Wikipedia refers to a website developed collectively with universal encyclopedic pretensions: the contents of this page, multilingual free online encyclopedia, are accessible to any "internauta, (from internet or internal network and Latin nauta, navigator). All internauta also have access not only to the page but the ability to modify its contents. Its creator and who gave him the name is Larry Sanger.

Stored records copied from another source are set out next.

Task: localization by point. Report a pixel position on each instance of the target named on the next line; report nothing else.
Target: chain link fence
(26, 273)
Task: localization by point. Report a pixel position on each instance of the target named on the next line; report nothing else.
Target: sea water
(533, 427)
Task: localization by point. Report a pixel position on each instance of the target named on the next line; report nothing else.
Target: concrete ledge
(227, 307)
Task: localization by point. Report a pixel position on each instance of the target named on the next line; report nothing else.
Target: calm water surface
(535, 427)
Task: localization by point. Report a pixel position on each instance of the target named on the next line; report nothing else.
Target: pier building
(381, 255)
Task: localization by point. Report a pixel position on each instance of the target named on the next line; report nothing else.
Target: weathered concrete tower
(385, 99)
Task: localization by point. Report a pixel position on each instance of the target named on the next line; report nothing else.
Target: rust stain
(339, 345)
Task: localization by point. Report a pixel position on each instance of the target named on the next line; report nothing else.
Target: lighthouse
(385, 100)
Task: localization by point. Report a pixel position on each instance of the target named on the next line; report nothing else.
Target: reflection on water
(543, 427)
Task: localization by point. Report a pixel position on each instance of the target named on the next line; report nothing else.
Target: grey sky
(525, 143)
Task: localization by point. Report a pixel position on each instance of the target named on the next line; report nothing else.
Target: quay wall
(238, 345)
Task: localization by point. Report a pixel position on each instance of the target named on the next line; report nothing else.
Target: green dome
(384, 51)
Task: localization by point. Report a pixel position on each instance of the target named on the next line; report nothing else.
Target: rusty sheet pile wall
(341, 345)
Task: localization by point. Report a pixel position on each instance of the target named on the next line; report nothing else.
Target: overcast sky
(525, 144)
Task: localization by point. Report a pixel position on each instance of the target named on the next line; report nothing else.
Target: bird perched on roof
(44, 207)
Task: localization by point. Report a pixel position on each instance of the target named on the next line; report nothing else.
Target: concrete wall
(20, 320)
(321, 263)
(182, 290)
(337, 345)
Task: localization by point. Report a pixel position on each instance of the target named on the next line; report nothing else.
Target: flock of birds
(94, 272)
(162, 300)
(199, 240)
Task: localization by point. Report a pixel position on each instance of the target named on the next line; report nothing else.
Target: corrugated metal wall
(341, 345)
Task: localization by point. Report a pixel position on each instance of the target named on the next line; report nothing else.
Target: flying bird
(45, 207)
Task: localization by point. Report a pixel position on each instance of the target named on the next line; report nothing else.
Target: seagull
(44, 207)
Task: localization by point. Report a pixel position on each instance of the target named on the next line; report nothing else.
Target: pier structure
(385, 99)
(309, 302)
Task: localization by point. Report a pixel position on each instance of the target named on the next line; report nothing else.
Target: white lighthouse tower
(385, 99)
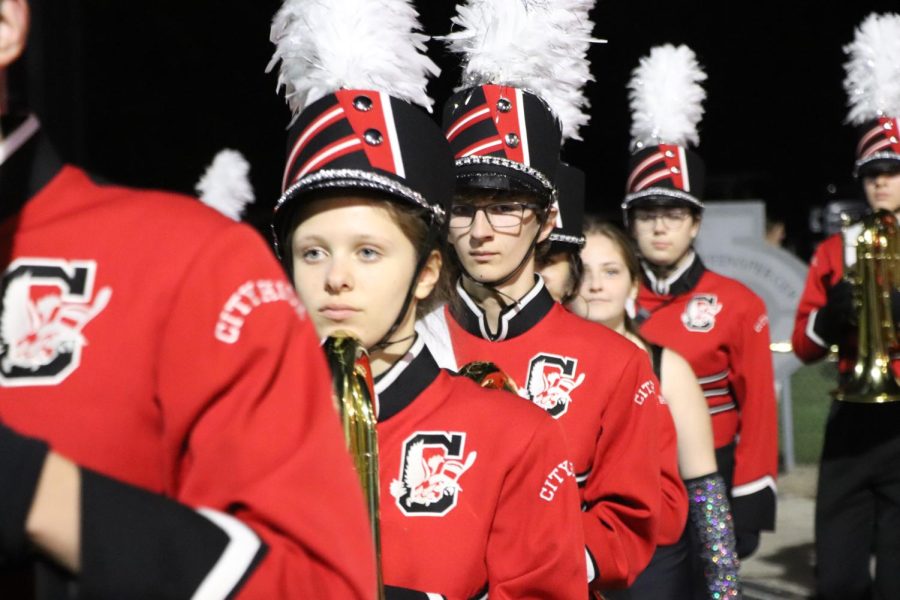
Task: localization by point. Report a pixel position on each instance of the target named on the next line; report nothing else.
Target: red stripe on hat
(331, 152)
(507, 122)
(327, 118)
(642, 166)
(476, 115)
(482, 147)
(674, 162)
(379, 155)
(867, 139)
(651, 179)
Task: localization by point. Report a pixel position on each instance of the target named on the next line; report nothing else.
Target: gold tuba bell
(354, 397)
(875, 275)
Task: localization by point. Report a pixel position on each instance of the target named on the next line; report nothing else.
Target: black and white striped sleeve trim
(235, 563)
(135, 543)
(593, 569)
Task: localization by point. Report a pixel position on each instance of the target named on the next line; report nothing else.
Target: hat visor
(879, 166)
(497, 177)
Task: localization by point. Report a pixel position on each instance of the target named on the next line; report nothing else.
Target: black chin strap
(434, 230)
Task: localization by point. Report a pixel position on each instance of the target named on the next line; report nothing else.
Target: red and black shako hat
(666, 104)
(569, 230)
(355, 124)
(873, 89)
(524, 67)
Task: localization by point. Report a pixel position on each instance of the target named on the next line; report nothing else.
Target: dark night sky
(146, 92)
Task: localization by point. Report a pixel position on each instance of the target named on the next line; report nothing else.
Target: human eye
(462, 210)
(505, 208)
(369, 253)
(312, 255)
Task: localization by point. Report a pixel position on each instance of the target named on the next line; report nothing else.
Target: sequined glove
(710, 516)
(21, 462)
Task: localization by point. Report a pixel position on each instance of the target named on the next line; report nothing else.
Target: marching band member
(563, 275)
(611, 278)
(164, 405)
(717, 324)
(478, 497)
(858, 497)
(505, 131)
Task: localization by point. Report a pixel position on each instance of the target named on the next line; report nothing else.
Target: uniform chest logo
(433, 463)
(46, 305)
(551, 380)
(700, 312)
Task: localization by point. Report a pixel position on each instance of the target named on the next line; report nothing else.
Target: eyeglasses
(500, 215)
(670, 217)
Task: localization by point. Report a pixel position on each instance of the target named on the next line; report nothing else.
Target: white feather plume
(873, 70)
(327, 45)
(226, 184)
(666, 97)
(537, 45)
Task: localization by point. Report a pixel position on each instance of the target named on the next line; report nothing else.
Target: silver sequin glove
(710, 516)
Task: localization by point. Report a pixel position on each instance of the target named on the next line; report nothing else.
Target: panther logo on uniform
(700, 312)
(46, 305)
(433, 463)
(551, 380)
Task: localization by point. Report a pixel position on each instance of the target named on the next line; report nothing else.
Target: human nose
(481, 227)
(338, 277)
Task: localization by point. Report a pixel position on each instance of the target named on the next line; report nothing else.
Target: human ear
(14, 18)
(429, 275)
(549, 223)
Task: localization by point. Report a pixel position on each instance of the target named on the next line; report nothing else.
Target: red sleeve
(250, 429)
(674, 507)
(756, 453)
(822, 274)
(536, 545)
(622, 492)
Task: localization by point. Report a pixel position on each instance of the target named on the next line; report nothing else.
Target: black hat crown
(363, 139)
(569, 230)
(503, 138)
(665, 173)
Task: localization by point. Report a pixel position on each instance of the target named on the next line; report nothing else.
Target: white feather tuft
(666, 97)
(537, 45)
(226, 184)
(327, 45)
(873, 70)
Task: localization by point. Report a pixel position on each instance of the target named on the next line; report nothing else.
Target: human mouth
(338, 312)
(482, 257)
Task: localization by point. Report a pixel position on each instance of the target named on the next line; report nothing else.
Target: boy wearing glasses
(716, 323)
(597, 384)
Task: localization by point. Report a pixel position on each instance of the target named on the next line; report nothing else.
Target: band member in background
(858, 498)
(597, 384)
(717, 324)
(610, 283)
(563, 278)
(166, 429)
(478, 497)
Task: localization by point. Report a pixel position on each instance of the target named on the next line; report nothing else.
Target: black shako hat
(665, 174)
(872, 84)
(503, 138)
(366, 140)
(569, 231)
(878, 150)
(666, 107)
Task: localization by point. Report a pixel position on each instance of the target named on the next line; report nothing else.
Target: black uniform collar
(683, 280)
(27, 163)
(397, 387)
(515, 319)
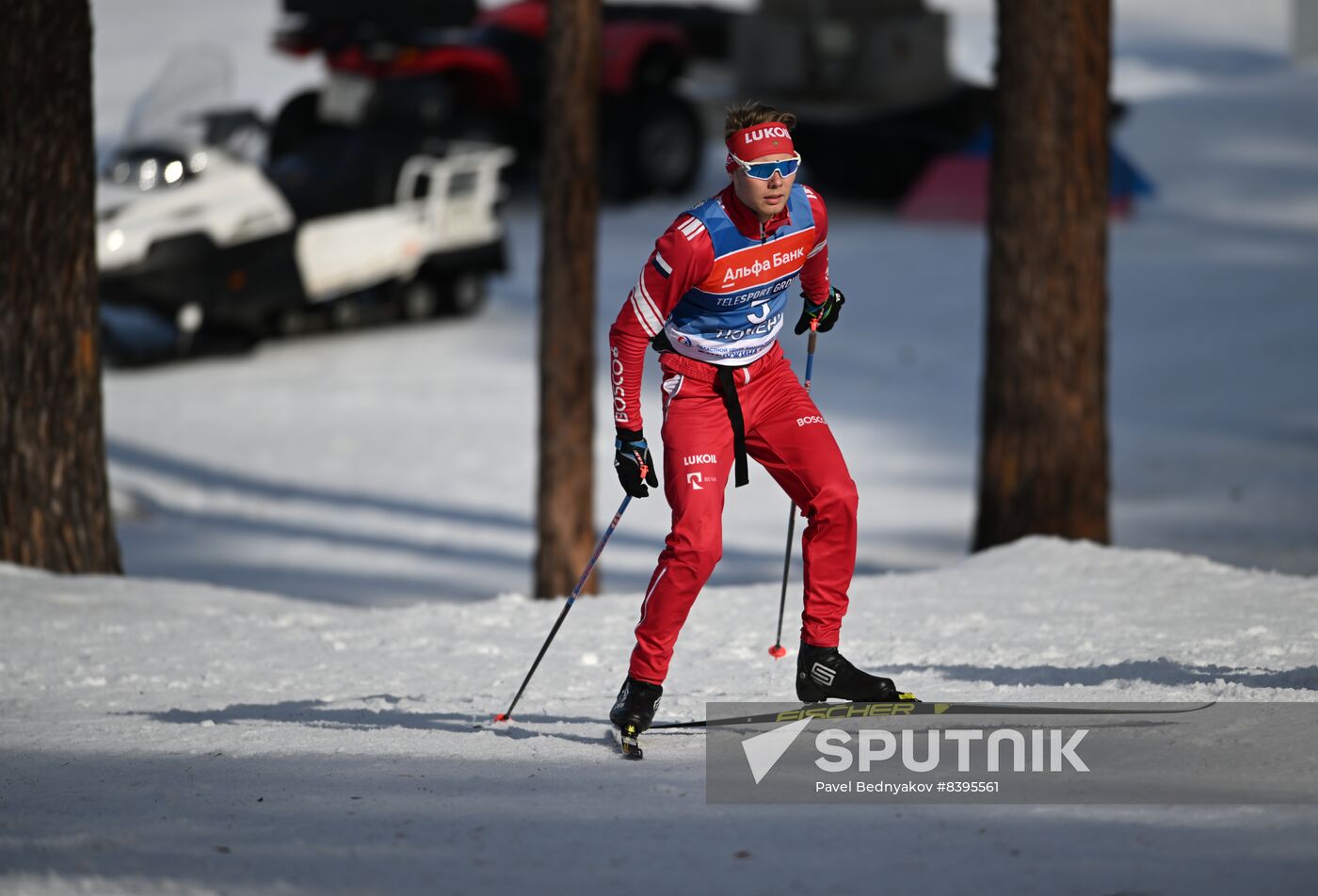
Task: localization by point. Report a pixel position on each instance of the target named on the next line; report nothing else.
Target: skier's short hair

It now contains more than 37 million articles in over 284 languages.
This is certainly a great creation of modern society, but we must have extreme care to accept the information provided in this way because it often lacks the necessary controls and contrasting elements that validate the knowledge and data provided.
One of the rules of this blog or webpage http://antiquitatem.com/ is precisely generally offer fonts and text in Latin or Greek sources. To some readers may seem a heavy and slowing bit, but note that not only is an offering for readers who can read the classic languages, but also a guarantee for the rest of existing and real sources. Too often, many texts are not contrasted with the original sources and therefore large errors may occur.